Described Attribute Significance parallel computation module, specifically for initialization the 2nd MapReduce model; Make the Map function of described the 2nd MapReduce model respond the described markd simplification decision table of being with, with parallel computation, obtain described corresponding decision value of getting of each classification with each attribute in markd simplification decision table; Make the Reduce function of described the 2nd MapReduce model respond described decision value, the Attribute Significance of getting to obtain each equivalence class of each attribute, and its result is write in Hadoop distributed file system.

8. the parallel yojan device of the rough set based on MapReduce according to claim 1, it is characterized in that: the described Attribute Significance yojan module that walks abreast, also for being that the highest decision table of Attribute Significance that described Hadoop distributed file system reads has when a plurality of, selecting at random the decision table that one of them Attribute Significance is the highest and delete redundant information wherein to obtain the new yojan decision table for the treatment of.

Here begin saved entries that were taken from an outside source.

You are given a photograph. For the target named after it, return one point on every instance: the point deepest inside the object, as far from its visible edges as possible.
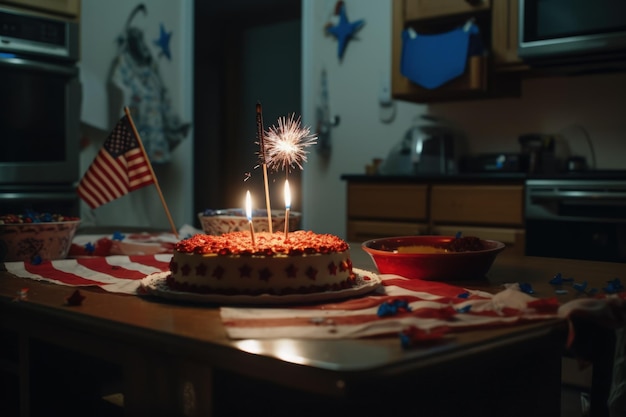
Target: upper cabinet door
(69, 8)
(426, 9)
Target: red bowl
(448, 266)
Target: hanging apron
(431, 60)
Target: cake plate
(155, 284)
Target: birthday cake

9. the parallel yojan system of the rough set based on MapReduce, is characterized in that, comprising:

Operation dispensing unit, treats yojan decision table for reading;

10. the parallel yojan system of the rough set based on MapReduce according to claim 9, is characterized in that:

Described tasks in parallel simplified element, specifically for treating that to described yojan decision table carries out operation configuration, to obtain a plurality of sub-decision tables; Make the Map function of a MapReduce model carry out parallel computation to described a plurality of sub-decision tables and treat conditional attribute and the decision attribute in yojan decision table described in obtaining, and exported; The Reduce function that makes a MapReduce model obtains being with markd simplification decision table after described conditional attribute and decision attribute are calculated;

Described Attribute Significance parallel computation unit, specifically for initialization the 2nd MapReduce model; Make the Map function of described the 2nd MapReduce model respond the described markd simplification decision table of being with, with parallel computation, obtain described corresponding decision value of getting of each classification with each attribute in markd simplification decision table; Make the Reduce function of described the 2nd MapReduce model respond described decision value, the Attribute Significance of getting to obtain each equivalence class of each attribute, and its result is write in Hadoop distributed file system;

The parallel yojan of described Attribute Significance unit, also for being that the highest decision table of Attribute Significance that described Hadoop distributed file system reads has when a plurality of, selecting at random the decision table that one of them Attribute Significance is the highest and delete redundant information wherein to obtain the new yojan decision table for the treatment of.